Is this what people think is healthy food? A lot of the stuff in here is horrible, and just the fact of hyperprocessing all these ingredients, and then hyperprocessing those components together with each other, ensures that the end product will be completely devoid of any wholesomeness or vitality, regardless of whatever the individual parts were. But one thing jumped out at me.

"Shellac?" I said. "Hey, vegetarians can't eat these bars. They've got shellac."

"What?" he said. "What is shellac, anyway?"

"It's made from insect wings."

Well, not quite. The Wikipedia entry, which he called up, told us this: "Once it was commonly believed that shellac was a resin obtained from the wings of an insect (order Hemiptera) found in India. In actuality, shellac is obtained from the secretion of the female insect, harvested from the bark of the trees where she deposits it to provide a sticky hold on the trunk."

The secretion of an insect -- that part doesn't bother me in itself. Honey answers to the same description.

I did notice one other thing. In the course of the conversation, the guy picked up the bar to read the ingredients. He started reading from the nutritional panel first. It was a few seconds before he realized that it wasn't the ingredient list. Not like he was dense -- but like he wasn't familiar with the distinctive layouts that make those things instant visual giveaways. That is, like somebody who isn't in the habit of reading those labels. Then he fumbled a bit before he could find the ingredient list. Again, not like he was dense -- like he wasn't familiar with the customary ways that these labels are commonly tucked here and there on packaging.

A corollary to that thing. Once he had looked at the ingredient list, what he saw didn't seem to bother him.

I was amazed and appalled. Amazed that anybody would eat such a piece of junk. Appalled that this such a product even exists.

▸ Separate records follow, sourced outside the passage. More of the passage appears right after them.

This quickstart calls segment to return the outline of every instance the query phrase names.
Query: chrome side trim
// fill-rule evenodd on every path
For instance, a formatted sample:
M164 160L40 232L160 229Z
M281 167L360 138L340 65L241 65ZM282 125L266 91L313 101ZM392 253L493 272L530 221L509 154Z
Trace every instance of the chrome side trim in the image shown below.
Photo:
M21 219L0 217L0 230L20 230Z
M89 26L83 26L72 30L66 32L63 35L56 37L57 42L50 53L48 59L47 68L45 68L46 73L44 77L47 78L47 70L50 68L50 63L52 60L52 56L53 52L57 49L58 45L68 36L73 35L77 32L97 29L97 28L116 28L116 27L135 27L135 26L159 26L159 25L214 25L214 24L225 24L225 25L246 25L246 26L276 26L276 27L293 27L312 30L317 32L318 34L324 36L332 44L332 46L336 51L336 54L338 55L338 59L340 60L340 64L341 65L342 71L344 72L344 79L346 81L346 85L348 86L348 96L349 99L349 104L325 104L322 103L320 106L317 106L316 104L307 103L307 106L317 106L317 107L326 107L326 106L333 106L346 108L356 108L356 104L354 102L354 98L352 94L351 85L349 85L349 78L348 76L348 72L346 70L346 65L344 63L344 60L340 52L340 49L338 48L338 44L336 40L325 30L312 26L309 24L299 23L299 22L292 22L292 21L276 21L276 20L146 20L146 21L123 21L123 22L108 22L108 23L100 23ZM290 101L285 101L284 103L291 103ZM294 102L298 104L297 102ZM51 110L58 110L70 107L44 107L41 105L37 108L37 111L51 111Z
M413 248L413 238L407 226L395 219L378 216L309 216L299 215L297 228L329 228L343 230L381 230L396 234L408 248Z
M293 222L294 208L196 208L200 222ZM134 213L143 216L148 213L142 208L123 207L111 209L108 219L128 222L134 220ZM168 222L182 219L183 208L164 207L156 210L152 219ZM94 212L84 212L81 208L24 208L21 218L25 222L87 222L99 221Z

It was disgusting. I didn't say so, because I thought it would be impolite. Maybe I should quit thinking that.

I'm not a dietary purist, but I would not eat that disgusting thing if you paid me. OK, fifty bucks. I'd eat one of those bars if you gave me fifty bucks to do it. Maybe a hundred fifty.

So ... what I wish I had said the next day. After the general agreement over the unsuitability for dead animals as food.

"The entire animal kingdom agrees that dead animals are, in fact, food. At least I know better than to eat shellac."



  1. There are vegetarians who don't read labels? Wow. How can you eliminate an entire category of food from your diet and not read labels? What if that foodlike bar had contained rendered beef tallow or something?

    Oh, but of course, it wouldn't. Because vegetarianism is so politically correct that a food manufacturer would never put animal fat in any product that wasn't obviously a meat product.

    I love your comeback - even if you didn't use it.

  2. I suppose it's the phenomenon Barry Glassner talks about in The Gospel of Food: Everything You Think You Know About Food Is Wrong. He calls it "doctrine of naught," where food becomes good by virtue of what's not in it.

    Mollie Katzen talked, author of the Moosewood Cookbook and other vegetarian cookbook classics, to me about this sort of thing when I wrote about her in 2006:

    "I think the early health foods movement was a lot about not eating this or that. People would say, “I’ve stopped eating meat.” And their friends would say, “Oh, good, you’re healthy now!” And that would be the end of the sentence. You’d wake up healthy the next day. It was a culture of denial."

    By the way, she herself is not a vegetarian, as she explains in the article.

  3. But, more to your point, yes. The blind faith is stupefying.

    Especially in a person who is otherwise against corporations and who is consistently vocal against McDonalds and Wal-Mart and such.

  4. Thanks for sharing your interview with Katzen. I had no idea she wasn't a vegetarian - that would almost be like learning that the Pope isn't Catholic.